Some closures not only do not have non local returns, but in addition do not use any remote variables. In this case, the closure is in fact only a simple function. If the bytecode compiler detect such a closure, it can create the FullBlockClosure instance at compilation time, avoid all allocations at runtime.
In practice, though depending on the programmer’s style and application, usually 30% of closures do not access any remote temporary variable nor perform any non local return. This optimization provides a huge speed-up for these closures.
This optimization can also be used to write code in places where object allocation is not allowed (for real-time librairies, etc…)
Issue 1: debugging
Copying blocks and clean blocks do not have any reference to their outer context as the reference is not used for normal execution.
However, when the programmer edits code from a closure activation in the debugger, the debugger either shows “method not found on stack” in rare cases if the outer context is dead, or restarts the home context code.
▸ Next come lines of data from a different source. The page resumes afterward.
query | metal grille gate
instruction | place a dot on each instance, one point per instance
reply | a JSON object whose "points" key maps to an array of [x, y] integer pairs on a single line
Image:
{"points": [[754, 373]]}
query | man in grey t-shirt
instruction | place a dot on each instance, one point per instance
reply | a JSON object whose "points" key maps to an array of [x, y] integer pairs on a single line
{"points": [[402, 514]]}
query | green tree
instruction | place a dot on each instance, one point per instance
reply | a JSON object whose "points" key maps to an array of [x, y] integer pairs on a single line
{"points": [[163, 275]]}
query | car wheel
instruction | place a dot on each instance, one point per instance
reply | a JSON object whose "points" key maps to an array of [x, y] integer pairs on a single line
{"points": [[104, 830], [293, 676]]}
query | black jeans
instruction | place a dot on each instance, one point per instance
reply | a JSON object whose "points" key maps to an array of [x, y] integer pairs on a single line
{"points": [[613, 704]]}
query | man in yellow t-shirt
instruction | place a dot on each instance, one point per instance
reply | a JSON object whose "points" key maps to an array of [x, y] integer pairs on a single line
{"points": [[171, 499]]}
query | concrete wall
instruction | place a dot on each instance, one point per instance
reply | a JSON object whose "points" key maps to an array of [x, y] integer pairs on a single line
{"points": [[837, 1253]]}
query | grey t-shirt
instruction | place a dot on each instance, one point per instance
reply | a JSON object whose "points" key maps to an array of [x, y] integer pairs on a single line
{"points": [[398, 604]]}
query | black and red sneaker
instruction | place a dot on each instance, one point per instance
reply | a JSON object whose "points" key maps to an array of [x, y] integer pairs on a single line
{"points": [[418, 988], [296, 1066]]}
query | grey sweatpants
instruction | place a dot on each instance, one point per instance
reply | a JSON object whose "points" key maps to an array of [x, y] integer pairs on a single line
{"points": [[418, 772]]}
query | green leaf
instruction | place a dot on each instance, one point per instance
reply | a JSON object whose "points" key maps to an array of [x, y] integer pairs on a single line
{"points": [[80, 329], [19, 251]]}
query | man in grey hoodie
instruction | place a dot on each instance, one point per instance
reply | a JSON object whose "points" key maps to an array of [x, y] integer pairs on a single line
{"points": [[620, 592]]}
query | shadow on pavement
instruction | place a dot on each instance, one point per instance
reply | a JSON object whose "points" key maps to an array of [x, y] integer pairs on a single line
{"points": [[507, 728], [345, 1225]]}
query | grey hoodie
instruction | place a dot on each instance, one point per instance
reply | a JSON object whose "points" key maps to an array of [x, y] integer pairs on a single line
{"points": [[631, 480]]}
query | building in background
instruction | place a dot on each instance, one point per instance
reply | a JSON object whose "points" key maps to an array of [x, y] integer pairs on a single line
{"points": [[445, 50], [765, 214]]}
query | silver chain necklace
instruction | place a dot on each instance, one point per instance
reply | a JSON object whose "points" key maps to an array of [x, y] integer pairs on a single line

For copying and clean blocks, the outer context reference is not present, hence the debugger would always display “method not found on stack”.
The debugger can be improved to have some work-arounds, but it leads to non-obvious bugs while debugging.
So, the question is, do we want closure performance over this kind of debugging ? Is this debugging feature deeply used or not ?
Other Smalltalk runtimes have the optimization and it does not seem anybody is complaining.
Issue 2: IDE tools
In the case of clean blocks, a compiled code literal frame can now hold FullBlockClosure instances which was not possible in the past. This leads to some complications, as for example if one wants to scan both for the method and its inner blocks bytecodes, it needs to looks for FullBlockClosure literals, reach the compiled block from there, etc.
Issue 3: Block identity
Another problem with clean block is identity. Normally a method answering a block answers a different instance at each execution, which is not the case for clean blocks.
^ [ ]
Example new cleanBlock == Example new cleanBlock
The DoIt answers true with the clean block optimization and false without it.
I will add these optimizations as an option (not activated by default), then I will evaluate the performance and reconsider.
In the context of my work with the runtime optimization, it seems copying blocks are interesting as they drastically reduce the number of deoptimization metadata in multiple cases, while not making anything more complex.
On the other hand, clean blocks have more drawbacks that copying blocks and make things more complex in the optimizer (like handling FullBlockClosure literal inlining).